Pixar’s Catmull, Hanrahan Honored With ACM’s Turing Award

Computer graphics pioneering researchers Ed Catmull and Pat Hanrahan were awarded the A.M. Turing Award from the Association for Computing Machinery and are splitting the $1 million prize money. Catmull recruited Hanrahan, a fellow computer graphics researcher, to found Pixar in 1986. Catmull started his work as a grad student at the University of Utah’s graphics lab in 1970 and vowed to create a feature film from computer generated imagery. Catmull and Hanrahan, between them, have received eight Academy Awards.

Wired reports that, according to University of California San Diego professor Ravi Ramamoorthi, “their contributions have led not just to Pixar’s movies, but to the entire industry’s use of computer-generated imagery.” Among the duo’s Academy Awards are those honoring them for “tools and techniques used in computer animation and special effects on Pixar movies and beyond, including ‘Jurassic Park,’ ‘The Lord of the Rings’ trilogy, and the ‘Star Wars’ prequels.”

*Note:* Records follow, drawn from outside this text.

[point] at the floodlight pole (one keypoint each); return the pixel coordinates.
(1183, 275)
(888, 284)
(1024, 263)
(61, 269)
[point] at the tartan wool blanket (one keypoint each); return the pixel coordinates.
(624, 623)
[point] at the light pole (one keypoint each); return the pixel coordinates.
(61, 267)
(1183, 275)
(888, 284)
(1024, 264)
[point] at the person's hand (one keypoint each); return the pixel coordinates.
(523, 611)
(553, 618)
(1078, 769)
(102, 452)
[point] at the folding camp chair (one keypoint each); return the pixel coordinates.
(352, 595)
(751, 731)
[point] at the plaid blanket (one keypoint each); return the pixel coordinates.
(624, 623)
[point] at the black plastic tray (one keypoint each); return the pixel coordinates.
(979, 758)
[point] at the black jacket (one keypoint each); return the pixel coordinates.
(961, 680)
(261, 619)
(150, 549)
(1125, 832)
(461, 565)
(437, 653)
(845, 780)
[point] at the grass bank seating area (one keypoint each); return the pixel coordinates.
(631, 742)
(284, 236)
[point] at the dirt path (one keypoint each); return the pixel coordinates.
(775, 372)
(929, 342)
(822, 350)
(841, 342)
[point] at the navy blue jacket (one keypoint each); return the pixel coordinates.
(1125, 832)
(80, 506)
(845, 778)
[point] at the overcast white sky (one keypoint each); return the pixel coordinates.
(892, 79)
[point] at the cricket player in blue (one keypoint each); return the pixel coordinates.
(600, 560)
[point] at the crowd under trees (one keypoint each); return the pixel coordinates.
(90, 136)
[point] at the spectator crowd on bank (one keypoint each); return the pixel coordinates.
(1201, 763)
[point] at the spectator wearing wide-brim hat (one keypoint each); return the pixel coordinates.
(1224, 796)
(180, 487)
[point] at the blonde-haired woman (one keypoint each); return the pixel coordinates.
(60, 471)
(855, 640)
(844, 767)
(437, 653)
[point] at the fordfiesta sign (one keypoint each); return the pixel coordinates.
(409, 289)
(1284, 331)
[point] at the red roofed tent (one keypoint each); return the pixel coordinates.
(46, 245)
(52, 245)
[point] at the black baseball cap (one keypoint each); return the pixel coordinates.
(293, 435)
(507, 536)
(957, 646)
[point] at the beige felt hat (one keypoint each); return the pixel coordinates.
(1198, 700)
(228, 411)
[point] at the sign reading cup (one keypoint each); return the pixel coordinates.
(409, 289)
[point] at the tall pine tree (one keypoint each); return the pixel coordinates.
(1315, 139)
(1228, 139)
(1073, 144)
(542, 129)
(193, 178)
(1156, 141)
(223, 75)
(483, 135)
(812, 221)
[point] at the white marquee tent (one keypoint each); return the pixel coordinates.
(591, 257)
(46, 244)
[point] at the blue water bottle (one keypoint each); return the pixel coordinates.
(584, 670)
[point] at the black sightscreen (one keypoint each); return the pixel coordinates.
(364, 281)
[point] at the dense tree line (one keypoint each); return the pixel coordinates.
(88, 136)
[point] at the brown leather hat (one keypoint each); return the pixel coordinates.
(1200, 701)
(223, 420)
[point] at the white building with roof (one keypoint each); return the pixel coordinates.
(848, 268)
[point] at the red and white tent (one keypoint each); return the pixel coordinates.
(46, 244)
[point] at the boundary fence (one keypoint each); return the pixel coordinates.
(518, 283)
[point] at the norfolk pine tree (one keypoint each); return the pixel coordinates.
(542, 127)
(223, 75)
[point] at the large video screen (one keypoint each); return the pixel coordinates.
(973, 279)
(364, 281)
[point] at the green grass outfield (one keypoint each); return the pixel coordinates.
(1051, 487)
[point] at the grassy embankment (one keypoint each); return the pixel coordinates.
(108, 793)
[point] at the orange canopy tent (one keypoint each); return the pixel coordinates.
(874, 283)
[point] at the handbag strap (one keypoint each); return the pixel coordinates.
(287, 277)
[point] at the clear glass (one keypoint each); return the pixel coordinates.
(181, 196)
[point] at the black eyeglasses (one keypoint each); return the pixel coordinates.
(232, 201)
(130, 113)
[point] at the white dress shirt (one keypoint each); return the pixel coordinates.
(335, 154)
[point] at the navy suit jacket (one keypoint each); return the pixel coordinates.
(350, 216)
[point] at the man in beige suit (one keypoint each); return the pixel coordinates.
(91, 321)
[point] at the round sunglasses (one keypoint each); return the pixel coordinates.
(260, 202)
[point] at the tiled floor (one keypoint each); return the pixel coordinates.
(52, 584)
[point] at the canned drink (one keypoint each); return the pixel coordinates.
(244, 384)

Catmull initially set up a computer graphics lab “at New York Institute of Technology but headed to California in 1979 when George Lucas asked him to work on computer graphics and other digital movie-making technology at Lucasfilm.”

With Apple co-founder Steve Jobs providing the capital to acquire Lucasfilm’s computer animation technology, Catmull then hired Hanrahan “to join the founding team of Pixar.” Jobs became chair at Pixar but, said Catmull, “he left the technology up to me and the other people at Pixar.” “And he had no problem at all with us publishing everything we did,” added Catmull who became Pixar president in 2001.

Hanrahan “led work on a software specification and language called RenderMan, which made it much more practical to generate curved shapes with a realistic appearance and lighting … [and] drew on some of the techniques Catmull had invented” during his doctorate studies, “including subdivision surfaces, which represent curved objects by dividing a mesh of polygons into successively smaller pieces.” Hanrahan added shading language among other “major new ideas.”

RenderMan, which Pixar used on ‘Toy Story’ and other movies, was licensed to other companies and has become “a standard tool in Hollywood … used on 44 of the last 47 films nominated for an Academy Award in visual effects.”

Catmull “remained president of Pixar after it was acquired by Disney for $7 billion in 2006 and also led the company’s animation division until retiring last year.” He now advises Alphabet’s X labs “on how to manage and complete audacious technical projects.”

Hanrahan, who left Pixar in 1989, returned to academia, first Princeton and then Stanford, where he is still a professor in the computer graphics lab. In 2003, “he co-founded data analytics company Tableau, which was acquired by Salesforce for approximately $16 billion in 2019.” At Stanford, “his work has included creating code that has helped specialized graphics chips improve the fidelity and power of Hollywood projects, video games, virtual reality, smartphones, and artificial intelligence.”